The Andrews Fellowship was created in 1998 by friends of the former state senator and William & Mary alumnus who died in 2005. He also served on the William & Mary Board of Visitors from 2003 to 2005. This year marks the 75th anniversary of Hunter B. Andrews’ graduation from William & Mary.
“It is quite wonderful to have Norman Ornstein serve as this year’s Hunter B. Andrews Fellow,” said W&M President Taylor Reveley. “He has long shed light on the workings of our public order. His thoughts about how American politics and government are evolving these days will be fascinating and valuable for our campus community.”
Ornstein has been a long-time observer of national politics, Congress and presidential elections.

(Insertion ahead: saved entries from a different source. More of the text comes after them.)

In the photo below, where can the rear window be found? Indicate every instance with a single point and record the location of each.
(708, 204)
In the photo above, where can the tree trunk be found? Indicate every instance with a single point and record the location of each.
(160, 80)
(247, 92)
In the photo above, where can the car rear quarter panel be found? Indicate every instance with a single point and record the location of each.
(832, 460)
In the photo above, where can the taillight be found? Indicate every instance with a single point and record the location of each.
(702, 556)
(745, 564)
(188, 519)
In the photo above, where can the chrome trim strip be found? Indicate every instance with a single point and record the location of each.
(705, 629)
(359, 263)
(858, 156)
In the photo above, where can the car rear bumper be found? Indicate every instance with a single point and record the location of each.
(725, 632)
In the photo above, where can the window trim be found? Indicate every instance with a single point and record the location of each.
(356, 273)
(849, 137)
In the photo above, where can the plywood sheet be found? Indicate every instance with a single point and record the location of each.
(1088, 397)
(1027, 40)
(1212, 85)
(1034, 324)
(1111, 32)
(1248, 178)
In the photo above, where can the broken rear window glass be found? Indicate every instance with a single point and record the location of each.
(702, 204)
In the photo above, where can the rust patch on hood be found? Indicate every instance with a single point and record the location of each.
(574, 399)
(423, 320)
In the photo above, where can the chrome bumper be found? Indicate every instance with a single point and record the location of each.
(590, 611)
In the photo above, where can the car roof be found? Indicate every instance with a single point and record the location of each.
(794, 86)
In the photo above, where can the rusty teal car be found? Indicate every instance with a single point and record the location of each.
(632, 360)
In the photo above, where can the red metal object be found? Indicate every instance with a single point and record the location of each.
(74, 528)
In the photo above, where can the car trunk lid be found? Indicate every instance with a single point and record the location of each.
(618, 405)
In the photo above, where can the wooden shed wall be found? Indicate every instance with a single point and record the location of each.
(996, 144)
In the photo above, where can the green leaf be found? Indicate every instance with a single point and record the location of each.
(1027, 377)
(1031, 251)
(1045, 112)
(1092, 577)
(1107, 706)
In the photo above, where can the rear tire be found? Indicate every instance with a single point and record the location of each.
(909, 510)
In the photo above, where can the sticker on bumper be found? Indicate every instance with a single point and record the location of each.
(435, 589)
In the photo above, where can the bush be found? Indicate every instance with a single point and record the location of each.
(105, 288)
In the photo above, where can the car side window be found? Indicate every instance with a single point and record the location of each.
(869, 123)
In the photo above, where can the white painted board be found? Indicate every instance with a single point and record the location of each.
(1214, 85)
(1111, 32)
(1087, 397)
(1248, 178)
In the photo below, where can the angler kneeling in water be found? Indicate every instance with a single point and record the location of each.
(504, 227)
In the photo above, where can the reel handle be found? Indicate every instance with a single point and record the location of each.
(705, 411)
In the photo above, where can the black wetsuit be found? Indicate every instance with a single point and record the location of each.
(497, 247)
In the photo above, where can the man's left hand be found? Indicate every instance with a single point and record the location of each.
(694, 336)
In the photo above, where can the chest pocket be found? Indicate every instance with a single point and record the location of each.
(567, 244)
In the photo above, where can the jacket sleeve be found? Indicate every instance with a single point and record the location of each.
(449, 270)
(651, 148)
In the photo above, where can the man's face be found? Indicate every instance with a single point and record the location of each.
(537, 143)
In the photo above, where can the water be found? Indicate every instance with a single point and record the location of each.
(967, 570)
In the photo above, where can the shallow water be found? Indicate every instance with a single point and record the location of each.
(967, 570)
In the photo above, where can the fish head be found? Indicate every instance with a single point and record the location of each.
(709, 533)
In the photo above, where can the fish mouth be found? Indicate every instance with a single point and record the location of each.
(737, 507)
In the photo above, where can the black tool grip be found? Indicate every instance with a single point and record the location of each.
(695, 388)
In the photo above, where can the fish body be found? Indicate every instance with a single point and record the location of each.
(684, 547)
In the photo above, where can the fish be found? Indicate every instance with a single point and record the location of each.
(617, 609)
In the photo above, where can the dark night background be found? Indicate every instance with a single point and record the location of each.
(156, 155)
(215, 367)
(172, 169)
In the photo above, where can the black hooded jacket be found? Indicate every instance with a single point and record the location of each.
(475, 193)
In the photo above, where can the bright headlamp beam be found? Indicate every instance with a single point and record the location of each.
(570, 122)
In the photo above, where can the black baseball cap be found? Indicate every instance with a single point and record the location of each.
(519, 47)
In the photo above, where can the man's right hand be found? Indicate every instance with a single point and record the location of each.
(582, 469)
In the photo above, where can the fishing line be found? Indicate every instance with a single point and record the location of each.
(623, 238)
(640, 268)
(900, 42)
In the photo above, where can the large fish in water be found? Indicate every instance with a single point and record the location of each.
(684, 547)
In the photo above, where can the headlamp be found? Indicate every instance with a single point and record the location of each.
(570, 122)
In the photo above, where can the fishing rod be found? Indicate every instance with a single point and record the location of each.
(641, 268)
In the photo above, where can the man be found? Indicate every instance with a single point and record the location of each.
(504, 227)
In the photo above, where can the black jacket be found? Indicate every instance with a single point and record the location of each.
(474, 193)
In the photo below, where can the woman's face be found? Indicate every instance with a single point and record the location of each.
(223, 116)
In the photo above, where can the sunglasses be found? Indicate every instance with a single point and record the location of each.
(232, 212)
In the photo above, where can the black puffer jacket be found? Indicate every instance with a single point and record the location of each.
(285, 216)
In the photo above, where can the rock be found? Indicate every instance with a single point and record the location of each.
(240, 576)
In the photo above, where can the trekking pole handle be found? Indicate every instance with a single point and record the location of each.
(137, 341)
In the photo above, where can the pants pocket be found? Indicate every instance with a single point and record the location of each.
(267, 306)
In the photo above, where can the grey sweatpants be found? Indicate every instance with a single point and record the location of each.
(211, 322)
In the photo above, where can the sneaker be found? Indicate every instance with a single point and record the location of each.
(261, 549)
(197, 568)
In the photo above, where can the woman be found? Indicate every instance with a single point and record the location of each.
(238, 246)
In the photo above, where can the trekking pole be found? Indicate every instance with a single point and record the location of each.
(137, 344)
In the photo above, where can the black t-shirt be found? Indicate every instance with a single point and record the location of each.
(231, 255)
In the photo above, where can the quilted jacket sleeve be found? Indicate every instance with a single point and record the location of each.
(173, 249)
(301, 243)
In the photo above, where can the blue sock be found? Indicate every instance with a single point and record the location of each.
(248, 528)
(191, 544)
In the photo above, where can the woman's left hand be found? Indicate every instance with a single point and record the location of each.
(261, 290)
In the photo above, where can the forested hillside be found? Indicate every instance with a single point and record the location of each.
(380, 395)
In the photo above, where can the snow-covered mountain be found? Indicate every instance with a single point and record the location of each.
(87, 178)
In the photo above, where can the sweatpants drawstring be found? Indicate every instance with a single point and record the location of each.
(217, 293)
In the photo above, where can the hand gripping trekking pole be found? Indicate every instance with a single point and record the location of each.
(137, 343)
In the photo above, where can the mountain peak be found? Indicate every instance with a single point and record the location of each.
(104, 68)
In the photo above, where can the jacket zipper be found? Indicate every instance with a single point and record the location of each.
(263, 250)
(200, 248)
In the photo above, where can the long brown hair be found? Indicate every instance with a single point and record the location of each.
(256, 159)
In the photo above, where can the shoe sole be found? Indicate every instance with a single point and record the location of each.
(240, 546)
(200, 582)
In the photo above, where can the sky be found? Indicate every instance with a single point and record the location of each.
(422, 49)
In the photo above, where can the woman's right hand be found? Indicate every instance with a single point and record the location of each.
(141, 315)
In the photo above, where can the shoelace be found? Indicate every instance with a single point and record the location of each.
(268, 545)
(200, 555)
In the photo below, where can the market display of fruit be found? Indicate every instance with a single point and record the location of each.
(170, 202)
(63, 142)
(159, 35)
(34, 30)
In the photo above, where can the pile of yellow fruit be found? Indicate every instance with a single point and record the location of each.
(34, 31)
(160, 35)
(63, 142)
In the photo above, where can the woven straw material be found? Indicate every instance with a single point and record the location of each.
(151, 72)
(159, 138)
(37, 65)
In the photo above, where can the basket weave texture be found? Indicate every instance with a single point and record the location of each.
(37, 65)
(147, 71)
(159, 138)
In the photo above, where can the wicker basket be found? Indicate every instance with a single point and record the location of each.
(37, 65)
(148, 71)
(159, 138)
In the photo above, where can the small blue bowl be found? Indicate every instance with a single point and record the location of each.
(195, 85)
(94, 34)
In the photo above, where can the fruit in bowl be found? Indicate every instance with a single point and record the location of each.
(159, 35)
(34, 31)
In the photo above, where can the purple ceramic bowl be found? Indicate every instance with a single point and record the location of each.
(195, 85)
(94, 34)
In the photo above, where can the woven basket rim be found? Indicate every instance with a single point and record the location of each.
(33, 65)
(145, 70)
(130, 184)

He is also a contributing columnist for The Atlantic and was an election eve analyst for BBC News. Prior to his time with the BBC, Ornstein spent 20 years as an election analyst with CBS News.
He is the author of such books as The Permanent Campaign and Its Future and the New York Times bestseller, It’s Even Worse Than It Looks: How the American Constitutional System Collided With the New Politics of Extremism. He served as co-director of the AEI-Brookings Election Reform Project and participates in AEI’s Watch series. He also serves as a senior counselor to the Continuity of Government Commission.
For several decades, Ornstein has also participated in William & Mary’s DC Program speaking to students on a variety of topics.
“Norm Ornstein is an ideal choice for the Hunter Andrews Fellowship,” said John McGlennon, professor of government. “Like Senator Andrews, he is the epitome of civility and graciousness; and exactly like Hunter, he does not hesitate to take on those that he sees as a threat to decency or democracy.”
In addition to his work in politics and journalism, Ornstein also serves on the board of contributors for USA Today, is the founder and director of the Campaign Finance Reform Working Group, and has been the senior advisor for the Pew Research Center for the People and the Press since 1987.
A native of Minnesota, Ornstein graduated from the University of Minnesota where he received a Bachelor of Arts degree. He then went on to attain his master’s and doctorate in political science from the University of Michigan.
Each year, the Andrews Fellowship program brings a notable journalist, politician or scholar to campus to talk with students, faculty and staff. Previous fellows have included Tom Foley (D-Wash.), 49th speaker of the U.S. House of Representatives; civil rights leader Rep. John Lewis (D-Ga.); journalist, author and Supreme Court scholar Linda Greenhouse; former Sen. John Warner (R-Va.); the late Gwen Ifill, co-anchor of PBS’ NewsHour and former Virginia Gov. Gerald Baliles. The 2016 fellow was Washington Post columnist and former presidential speechwriter Michael Gerson.